Provisionsanspruch bei Wohnungsvermittlung, wenn Makler gleichzeitig Mietgarant ist

Der Bundesgerichtshof (BGH) hat in einer jüngsten Entscheidung bestätigt, dass dem Makler als Wohnungsvermittler für den Nachweis der Gelegenheit bzw. für die Vermittlung des Abschlusses eines Mietvertrages auch dann ein Maklerprovisionsanspruch zusteht, wenn dieser gegenüber dem Eigentümer oder Vermieter eine Mietgarantie übernommen hat. Der Entscheidung lag folgender Sachverhalt zugrunde: Die Maklerin verlangt Maklerprovision in Höhe von zwei Monatsmieten zuzüglich Mehrwertsteuer für den Nachweis der Gelegenheit bzw. der Vermittlung des Abschlusses des Mietvertrages. Die Maklerin hatte sich jedoch zuvor gegenüber dem Eigentümer der Wohnung verpflichtet, bis zur Vermietung der Wohnung eine Mietgarantie zu übernehmen, welche von ihr auch bis zur Vermietung der Wohnung gezahlt wurde. Die Mieterin, von der die Maklerin nunmehr die fällige Maklerprovision verlangt, wendet jedoch gegen den Maklerprovisionsanspruch ein, dass die Maklerin mit ihrem Anspruch aus § 2 Abs. 2 S. 1, Nr. 2 WoVermittG ausgeschlossen sei.

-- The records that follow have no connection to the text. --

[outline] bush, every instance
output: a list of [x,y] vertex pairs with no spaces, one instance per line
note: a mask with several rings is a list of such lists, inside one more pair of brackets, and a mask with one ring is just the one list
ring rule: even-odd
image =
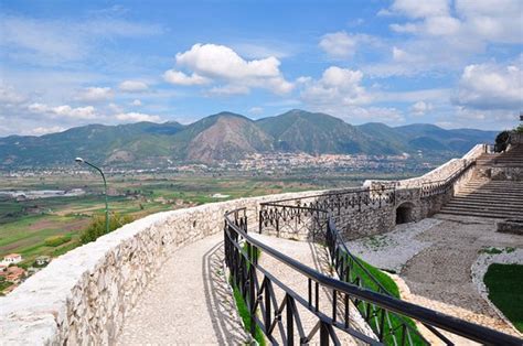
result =
[[[132,217],[128,215],[111,213],[109,215],[109,231],[120,228],[125,224],[129,224],[131,221]],[[82,241],[82,244],[95,241],[96,239],[98,239],[98,237],[102,237],[106,233],[107,230],[105,226],[105,214],[95,215],[93,216],[93,220],[90,221],[89,226],[84,229],[79,235],[79,240]]]
[[71,241],[71,235],[63,235],[63,236],[53,236],[49,237],[44,240],[44,244],[46,247],[57,247],[61,246],[62,244]]

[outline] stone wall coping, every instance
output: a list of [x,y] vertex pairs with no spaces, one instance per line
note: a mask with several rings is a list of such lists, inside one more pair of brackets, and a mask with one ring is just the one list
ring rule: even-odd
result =
[[[83,245],[52,260],[46,268],[28,278],[19,288],[6,296],[0,296],[0,335],[12,344],[61,344],[58,326],[67,315],[67,303],[81,300],[73,294],[75,286],[96,275],[109,256],[118,252],[137,235],[160,231],[166,223],[189,220],[196,213],[217,213],[252,207],[260,202],[303,197],[327,191],[285,193],[257,197],[237,198],[209,203],[195,207],[161,212],[127,224],[96,241]],[[214,230],[218,231],[218,230]],[[201,239],[202,234],[191,241]],[[183,246],[183,245],[182,245]],[[175,249],[174,249],[175,250]]]

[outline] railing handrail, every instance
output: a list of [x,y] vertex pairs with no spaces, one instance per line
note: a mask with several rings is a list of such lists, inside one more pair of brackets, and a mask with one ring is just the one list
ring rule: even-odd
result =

Der BGH verneint die Anwendbarkeit des § 2 Abs. 2 S. 1 Nr. 2 WoVermittG. Danach steht dem Wohnungsvermittler dann kein Provisionsanspruch zu, wenn er gleichzeitig der Mieter des Wohnraumes ist. Der BGH begründet seine Entscheidung damit, dass Zweck der Regelung ist, dem Mieter für eigene Maklertätigkeit gegenüber einem Nachmieter ein Entgelt zu versagen. Der Mieter soll grundsätzlich keinen wirtschaftlichen Nutzen aus der Beendigung des Mietverhältnisses schlagen können. In diesem Zusammenhang sind auch Kaufverträge über Möbel des weichenden Mieters mit dem Mietinteressenten dann unwirksam, wenn der geforderte Kaufpreis in einem auffälligen Missverhältnis zum tatsächlichen Wert der Gegens-tände steht – so genannte ,,Sperrmüllverträge``).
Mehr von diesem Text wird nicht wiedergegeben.